Personally this looks really compelling for students - I did something similar, dinky 4GB ram 2 core laptop with crazy good battery life - because I don't care about specs at all, LMS's and note-taking apps in school are not heavy. I just NEED to be able to work all day long, when lecture halls lack outlets. If I needed development weight I would just use an IDE plugin to remote to a desktop in my dorm.
Are there any similar laptops around this price range with comparable battery life? My impression is the market around ARM laptops is pretty small. If so this is a standout for this use case.
Why would you want an iPad?
The Neo can run iPad apps and it's small enough that it can be used in most situations where you'd typically use a tablet (bed, couch, etc).
Homework for things like algebra and later calculus definitely is interesting to do on an iPad, as the ratio of time spent thinking:writing is high while you're learning.
But pure notetaking where the thinking:writing ratio is very low? I'd much prefer to type than write on a screen.
I am clearly not the target audience for the iPad. Being restricted to apps and what they allow you to do while asking for money at every corner is not my cup of tea.
In undergrad my iPad was far and away my favorite note-taking device. Digital pen-and-"paper" beats laptop for 99% of note taking.
At this point, there are more people taking notes on an iPad + Apple Pencil than on physical notebooks in my lectures
Reading whole books on a laptop tends to produce a ton of neck strain.
He’s off to university in Fall ‘26, and I’m waffling between getting him an Air and keeping his current iPad, or getting a neo and new iPad. Probably go the former because of the long term cost effectiveness of the Air.

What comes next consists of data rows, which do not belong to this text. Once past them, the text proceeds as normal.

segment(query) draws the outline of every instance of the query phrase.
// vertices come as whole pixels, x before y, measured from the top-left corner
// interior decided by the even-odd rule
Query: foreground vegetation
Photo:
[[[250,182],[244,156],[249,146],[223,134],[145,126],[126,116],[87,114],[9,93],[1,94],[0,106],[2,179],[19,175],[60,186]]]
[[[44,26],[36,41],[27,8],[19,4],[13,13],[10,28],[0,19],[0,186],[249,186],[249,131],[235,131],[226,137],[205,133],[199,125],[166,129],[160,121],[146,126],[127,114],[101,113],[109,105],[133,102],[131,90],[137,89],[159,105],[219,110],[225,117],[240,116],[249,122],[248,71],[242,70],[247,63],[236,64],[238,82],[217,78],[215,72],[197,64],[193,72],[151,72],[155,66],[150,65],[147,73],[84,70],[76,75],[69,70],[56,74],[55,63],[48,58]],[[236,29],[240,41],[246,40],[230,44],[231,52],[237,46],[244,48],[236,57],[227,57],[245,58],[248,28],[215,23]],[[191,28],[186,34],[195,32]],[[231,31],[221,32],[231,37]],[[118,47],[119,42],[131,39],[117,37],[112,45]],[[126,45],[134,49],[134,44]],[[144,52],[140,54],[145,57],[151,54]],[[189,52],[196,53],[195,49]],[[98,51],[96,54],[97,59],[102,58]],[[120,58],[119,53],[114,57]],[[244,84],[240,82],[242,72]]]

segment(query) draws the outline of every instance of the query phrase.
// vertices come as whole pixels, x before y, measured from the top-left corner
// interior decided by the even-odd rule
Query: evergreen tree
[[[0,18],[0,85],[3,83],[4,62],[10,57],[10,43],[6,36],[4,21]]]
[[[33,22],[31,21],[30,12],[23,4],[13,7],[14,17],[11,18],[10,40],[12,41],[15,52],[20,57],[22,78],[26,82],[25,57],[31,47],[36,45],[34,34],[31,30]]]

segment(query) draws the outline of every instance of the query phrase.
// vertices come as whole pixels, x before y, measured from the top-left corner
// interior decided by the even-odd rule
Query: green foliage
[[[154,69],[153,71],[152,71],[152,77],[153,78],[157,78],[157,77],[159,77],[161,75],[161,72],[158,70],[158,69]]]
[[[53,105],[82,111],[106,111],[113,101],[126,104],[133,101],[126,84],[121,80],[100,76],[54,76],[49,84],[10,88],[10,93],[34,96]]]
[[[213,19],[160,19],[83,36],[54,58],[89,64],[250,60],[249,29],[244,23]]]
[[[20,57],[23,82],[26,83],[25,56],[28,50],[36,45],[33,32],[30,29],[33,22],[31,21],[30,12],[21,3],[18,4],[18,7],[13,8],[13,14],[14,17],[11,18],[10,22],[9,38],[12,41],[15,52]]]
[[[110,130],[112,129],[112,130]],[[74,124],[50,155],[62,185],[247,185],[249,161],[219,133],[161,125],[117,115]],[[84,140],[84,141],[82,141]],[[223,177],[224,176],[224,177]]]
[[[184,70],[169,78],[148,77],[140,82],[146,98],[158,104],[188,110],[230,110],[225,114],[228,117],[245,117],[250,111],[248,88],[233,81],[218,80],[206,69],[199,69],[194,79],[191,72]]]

In theory yes, but in reality barely any developer (at least the mainstream ones) make their app available on MacOS, and nobody enjoys interacting with a touch-screen optimized app with mouse/trackpad
To this day it's the only Apple product I've ever owned, and it was worth every penny. I'm sure there are other good tablets for writing now, but at the time there was nothing else even close.

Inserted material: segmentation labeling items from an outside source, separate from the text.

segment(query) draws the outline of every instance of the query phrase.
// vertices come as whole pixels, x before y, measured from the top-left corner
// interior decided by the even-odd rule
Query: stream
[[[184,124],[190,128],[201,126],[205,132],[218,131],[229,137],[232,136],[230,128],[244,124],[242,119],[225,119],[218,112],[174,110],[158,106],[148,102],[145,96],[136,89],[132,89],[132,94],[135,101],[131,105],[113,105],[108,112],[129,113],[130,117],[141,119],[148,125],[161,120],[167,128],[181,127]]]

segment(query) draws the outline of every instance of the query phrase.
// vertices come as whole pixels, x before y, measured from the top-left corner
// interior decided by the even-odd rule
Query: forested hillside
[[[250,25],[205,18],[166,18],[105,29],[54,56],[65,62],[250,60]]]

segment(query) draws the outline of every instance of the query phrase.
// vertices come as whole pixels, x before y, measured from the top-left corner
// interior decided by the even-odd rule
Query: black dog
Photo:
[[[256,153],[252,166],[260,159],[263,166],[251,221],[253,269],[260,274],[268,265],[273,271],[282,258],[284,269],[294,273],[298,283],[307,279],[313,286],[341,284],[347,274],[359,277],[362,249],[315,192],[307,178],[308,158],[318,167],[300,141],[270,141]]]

The OneNote app sync is quick enough that I could type lecture notes on the laptop, and then quickly switch to the same document on my iPad to sketch out a diagram. It was overkill for sure, but very useful
I just wish they'd let us run MacOS on iPads.
Talk to Gen Z some time. They prefer tablet devices to laptops.

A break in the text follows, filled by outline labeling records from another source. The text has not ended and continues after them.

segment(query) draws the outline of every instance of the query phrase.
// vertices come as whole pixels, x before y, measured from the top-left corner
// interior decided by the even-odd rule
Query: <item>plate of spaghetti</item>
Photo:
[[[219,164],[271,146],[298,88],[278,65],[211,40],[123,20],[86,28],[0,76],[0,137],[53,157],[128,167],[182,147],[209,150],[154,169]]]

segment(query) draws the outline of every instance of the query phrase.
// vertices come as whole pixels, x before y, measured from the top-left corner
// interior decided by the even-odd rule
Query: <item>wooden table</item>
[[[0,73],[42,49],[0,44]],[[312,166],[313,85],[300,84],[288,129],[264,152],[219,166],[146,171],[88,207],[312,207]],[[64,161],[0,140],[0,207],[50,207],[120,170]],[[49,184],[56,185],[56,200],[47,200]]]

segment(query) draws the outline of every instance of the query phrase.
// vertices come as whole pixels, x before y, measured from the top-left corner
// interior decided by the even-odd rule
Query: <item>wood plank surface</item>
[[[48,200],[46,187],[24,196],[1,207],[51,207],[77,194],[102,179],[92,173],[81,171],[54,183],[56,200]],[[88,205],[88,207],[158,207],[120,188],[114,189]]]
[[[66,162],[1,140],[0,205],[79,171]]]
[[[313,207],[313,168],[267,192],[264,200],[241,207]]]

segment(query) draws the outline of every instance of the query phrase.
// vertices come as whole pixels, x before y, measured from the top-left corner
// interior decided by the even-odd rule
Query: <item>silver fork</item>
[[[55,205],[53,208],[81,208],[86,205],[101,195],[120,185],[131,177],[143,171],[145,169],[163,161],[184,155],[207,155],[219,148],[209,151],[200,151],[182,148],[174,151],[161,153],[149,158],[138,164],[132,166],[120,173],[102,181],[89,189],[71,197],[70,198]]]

iPad + voice, this seems like my new lifestyle choice and it looks like it’s going to work out too.
I think human beings need to move away from sitting at the typewriter like it’s 1930. We’re more than this.
blink code to codeserver
A Chromebook with 8Gb ram and stock ChromeOS gets 10 hours doing real work. And with real work I mean full local dev with containers, vscode, Vivado, and 100+ chrome tabs open. And even running small VMs from time to time.
I don't know MacOS, but comming from Linux customizability was mostly okay. Obviously there was also some getting used to. The desktop environment has decent window management and support for virtual desktops which I use heavily.
I'm mostly at a desk so I'd love to be able to switch to Mac Mini only when M5-M6 drops on the mini. The problem is I need a laptop for travel, weekend trips, events, etc.
The Neo is so cheap that I can buy a new Mac Mini AND the Neo for roughly the price of the macbook pro and get the best of both worlds.
Where I am, our primary schools require iPads, the kids want iPhones (and mabye tend to inherit their parents old phones), and now there's a lightweight laptop for high school cheaper and faster and better screen (and I'm hoping with a more robust build) than the slightly-more-expensive 13" windows laptops I've been buying them.
The parents will later buy them a macbook air or whatever when they go to college.
I think Apple could be onto a winner here, in terms of long-term MacOS uptake.